Last edited by colorpurple21859; 12-25-2013 at 03:10 PM.
merry Christmas to you too. If it has the drivers for the wireless card it should if this fixes the problem. I have a laptop that windows sometimes will set something on the wireless card when I disable the card in windows that will cause problems within linux that I can only fix by using the wifi card in windows first before using it in linux.
I wonder if ndiswrapper would work as an alternative to using windows? Ndiswrapper requires the Windows driver and it might be able to set up the card if it is needed. You can also see if the wifi card will work better with the Windows driver under ndiswrapper vs the linux driver.
I've looked around on the net and it appears this wifi card is causing a lot of people who use both Linux and FreeBSD a lot of grief. Looks like ndiswrapper might be out as an option as it seems there are two driver files needed to make this card work under Windows. Ndiswrapper generally works with one driver file. The last posting here might have a solution:
@colorpurple21859, unfortunately i could not find a live bootable windows configuration (because i dont have my windows system anymore) on the internet but the windows 8 dvd which you can download freely offers a command line; wmic could not detect my network cards (it saw neither one), but that might be me, i have no windows command line skills...

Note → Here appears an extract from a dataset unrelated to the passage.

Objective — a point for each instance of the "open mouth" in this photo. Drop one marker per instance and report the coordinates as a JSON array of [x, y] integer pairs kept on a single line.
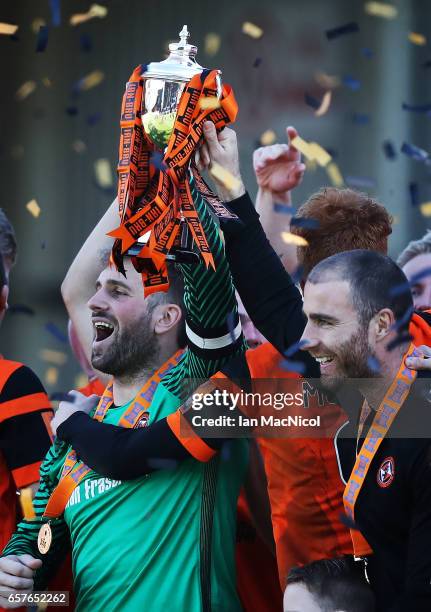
[[102, 330]]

@arcosanti, i will try your suggestions tomorrow, thanks!
- wcid also only recognizes the ethernet card, it was not easy to install however (first DBus problem, and I even though it got an IP-address I was not able to surf the internet)
- I am not able to install the Realtek driver, the download needs to be compiled as I understand it, running make results in an error
My guess is that you would need to run 'make config' first and then 'make'. Before doing that though, you might want to check with the Linux Mint community to see if you are using this driver already. Also check to see if this driver is possibly already available in the Mint repositories. This would save you from having to compile this. If you do have to compile and you get some errors, be sure to start another thread in the software section of this forum with the error message. Another thing that I find helpful in compiling software is to Google the error messages and see if there is a solution to the problem posted somewhere on the net.

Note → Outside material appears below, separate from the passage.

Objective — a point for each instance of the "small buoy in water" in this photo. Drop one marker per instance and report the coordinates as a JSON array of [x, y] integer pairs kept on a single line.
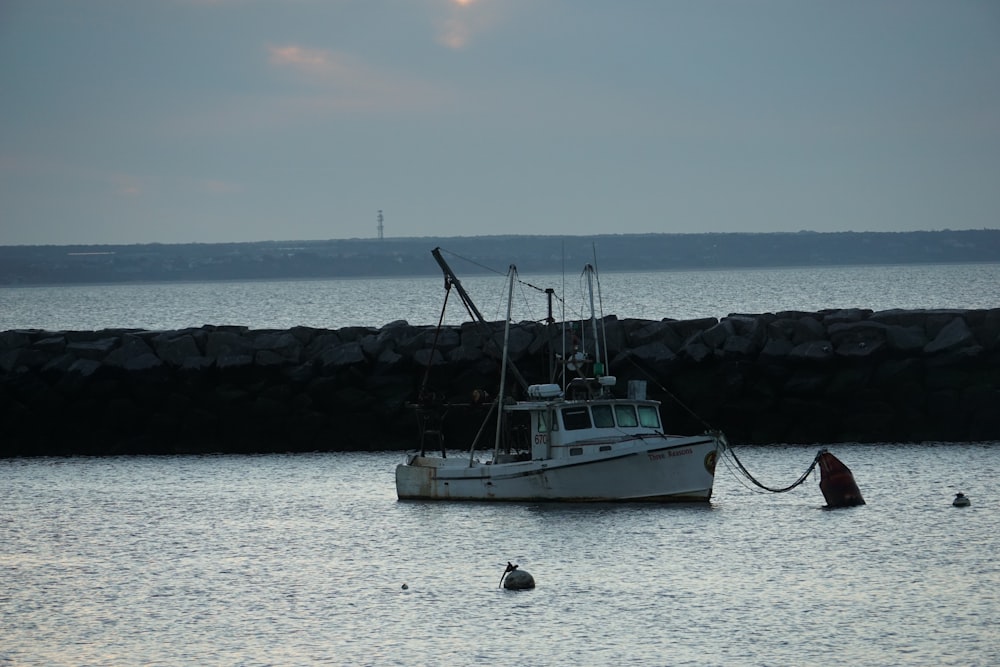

If you are not able to fix this and nobody's suggestions work, the only other thing I can recommend is to look around for another compatible min PCI wifi card that uses another chipset (assuming that you are using a laptop). As a temporary fix look for a router that is DD-WRT compatible and put DD-WRT on it. And then configure the router as a Client Bridge. That will allow you to connect wirelessly to your wifi router through your ethernet port. I was forced to do that recently, using an old Linksys Router with DD-WRT on it,when my laptop's BroadCom wifi couldn't keep a connection to a NetGear internal antenna wifi router. I just changed that BroadCom to an Intel wifi card. Works much better now. Other temporary fixes you could try are USB and PCMCIA/Cardbus wifi.
I'm not saying this is the case but this is possible.
Just trying to help--
I found out that if the kernel list's 2 different drivers for the same device it can cause the device not to work: if drivers conflict or wrong driver is loades first.
In some cases folks have reconfigured the kernel to get things working but not sure if you should try that.
Look in on the output of lsmod and see if the rtl8192se is the only driver for you NIC-
lspci -k will tell you what PCI/AGP/PCIe devices are being claimed by what modules.